Gaziantep Kulübü tarafından organize edilen ve “Alleben Toplantıları” adı verilen bir etkinliğe katıldım. Türkiye'nin yakın geçmişi ve bölge politikalarıyla ilgili olarak davet edilen konferansçı Emekli Tuğgeneral Naim Babüroğlu.

Ülke siyasetini günü birlik takip edenler bu isme oldukça aşinadır. Zira Babüroğlu askerliğin de getirmiş olduğu birikimle olayların ve denge politikalarının oldukça yakınında.

Babüroğlu’nun hitap ettiği kesimin çıtanın üzerinde bir yerde olması, daha orijinal şeyler duymak isteyen elitistler açısından vasati bir duyum sayılabilir. Çünkü ülkenin ve bölgenin bugün geldiği noktayı ve istikbalde sürükleneceği akıbeti hemen herkes biliyor.
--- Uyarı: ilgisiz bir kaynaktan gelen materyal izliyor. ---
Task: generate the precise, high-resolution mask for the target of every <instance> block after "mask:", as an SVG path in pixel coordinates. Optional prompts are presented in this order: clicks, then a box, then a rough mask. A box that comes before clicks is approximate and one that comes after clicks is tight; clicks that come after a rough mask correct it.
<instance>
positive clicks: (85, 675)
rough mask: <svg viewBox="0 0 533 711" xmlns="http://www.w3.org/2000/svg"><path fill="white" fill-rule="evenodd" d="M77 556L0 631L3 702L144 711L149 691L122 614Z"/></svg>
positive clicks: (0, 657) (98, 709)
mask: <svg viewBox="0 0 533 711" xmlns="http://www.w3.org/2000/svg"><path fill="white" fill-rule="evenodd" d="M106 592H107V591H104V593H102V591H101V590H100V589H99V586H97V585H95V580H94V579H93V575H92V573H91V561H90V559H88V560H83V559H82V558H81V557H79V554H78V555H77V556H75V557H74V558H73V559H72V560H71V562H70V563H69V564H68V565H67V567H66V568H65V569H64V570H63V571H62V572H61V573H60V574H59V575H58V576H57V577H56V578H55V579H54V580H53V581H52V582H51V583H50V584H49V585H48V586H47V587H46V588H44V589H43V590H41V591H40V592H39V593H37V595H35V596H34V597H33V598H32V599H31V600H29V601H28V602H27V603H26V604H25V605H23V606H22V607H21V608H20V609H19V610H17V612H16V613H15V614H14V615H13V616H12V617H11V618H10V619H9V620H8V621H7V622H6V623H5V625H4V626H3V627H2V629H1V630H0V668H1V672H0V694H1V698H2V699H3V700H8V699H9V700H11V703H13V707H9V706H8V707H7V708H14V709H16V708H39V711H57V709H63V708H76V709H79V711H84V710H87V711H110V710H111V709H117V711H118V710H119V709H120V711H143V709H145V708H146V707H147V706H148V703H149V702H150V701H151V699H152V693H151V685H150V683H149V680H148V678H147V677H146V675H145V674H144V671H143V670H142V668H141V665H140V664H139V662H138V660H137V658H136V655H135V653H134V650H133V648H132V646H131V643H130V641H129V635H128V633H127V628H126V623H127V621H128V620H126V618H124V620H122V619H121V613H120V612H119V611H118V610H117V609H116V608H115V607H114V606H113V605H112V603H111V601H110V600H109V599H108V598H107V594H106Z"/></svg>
Mevcutların bir genel tekrarı yada bilinenlerin üzerinden bir daha geçilmesi olarak gördüğüm konferans amacına ulaşmışmıdır bilinmez.

Ancak geniş yığınlar, bu duruma nasıl geldik, gelinen noktanın müsebbibleri kimlerdir ve Türkiye’yi ateşin içinden çıkartıp almanın formülü nedir sorularının cevabına kilitlenmiştir.

Konferans bitiminde gerçekleştirilen soru-cevap faslı da havanda su döven, “bende bu salonda varım” tarzında sorular olunca beklenen sarsıcı ve rüya halini uyanık olma haline çevirecek etki oluşmadı.

Ancak Kamil Gereççi’nin gelinen mevcut durumla ilgili olarak “Atatürk’ün Gençliğe Hitabı”na vurgu yapması salondaki en doğru hamle oldu.

Diğer taraftan Halit Ziya Biçer’le, Akten Kutlar Köylüoğlu’nun toplantıdaki bastonlu halinin beni bir hayli üzdüğünü söyleyebilirim.

“Alleben Toplantıları”nın “hiç yoktan iyidir” hedefinin ötesinde bir menzilinin olması gerektiği kanaatindeyim.